The influence and power of the app caught the eyes of the nation and beyond. Jill Doughtery, a CNN analyst, noted that young people tend to go on social media such as TikTok for news about the crisis.

TikTok has the innate ability to uniquely connect with those worldwide. Face-to-face interactions establish strong camaraderie and connections, unlike tweets, photos, or posts. Of course, viewers can pick up on the nonverbal cues of an apparently concerned professional news reporter. However, the latter does not nearly convey the same shattering impact as staring at tears inundating the faces of young Ukrainians shaking as they utter each tremulous phrase.

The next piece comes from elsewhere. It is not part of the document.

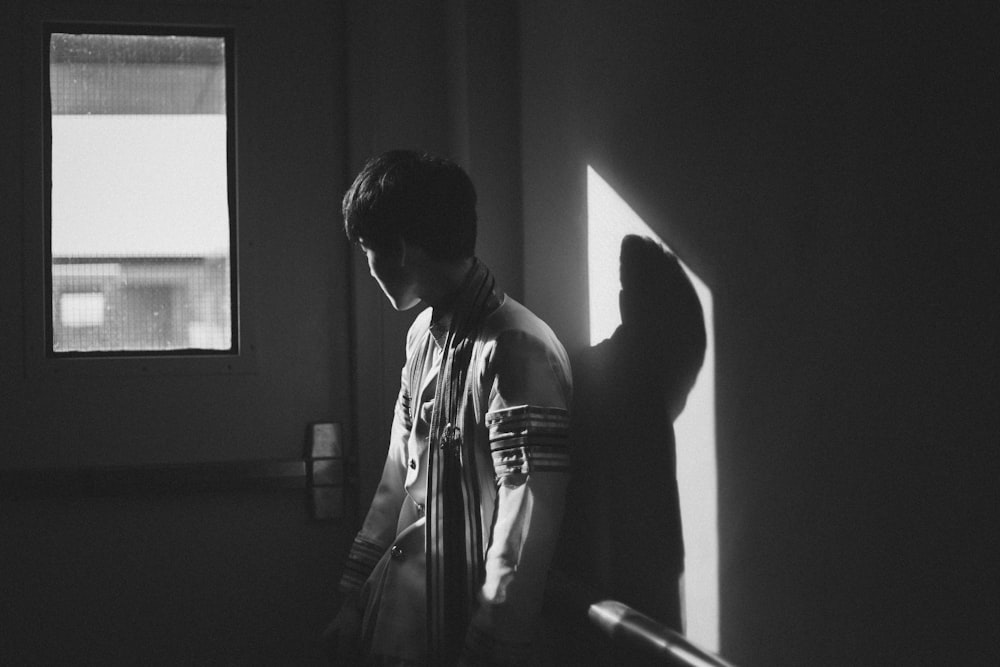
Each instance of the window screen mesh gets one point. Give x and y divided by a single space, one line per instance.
140 222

Interacting with different Ukrainians and knowing it may be their last moments is a gut-wrenching fact. Their words and conventions illustrate their passion and heavily impact different attitudes, namely empathy. Looking at the faces of these TikTokers, I realize they are my age, or younger, or barely older than me. The thought of losing heroes such as Alex, Zarina, Sviatoslav, and Yaryna is something neither I nor other TikTokers can fathom.

Foregoing narratives and tales are vital, lethal instruments to spread awareness and garner hope. Hearing stories about the famed hero, Ghost of Kyiv, watching protestors from fellow Eastern European countries, and a farmer stealing a Russian tank all have profound effects. As the beast blows gusts of vitriol and aggression, his monstrosities cannot rival the moral puissance of TikTok and the brave ‘directors’ behind the technology that helps cut though the traditional fog of war.

Kiana Karimi is a recent graduate of LMU and a regular contributor to Asia Media International.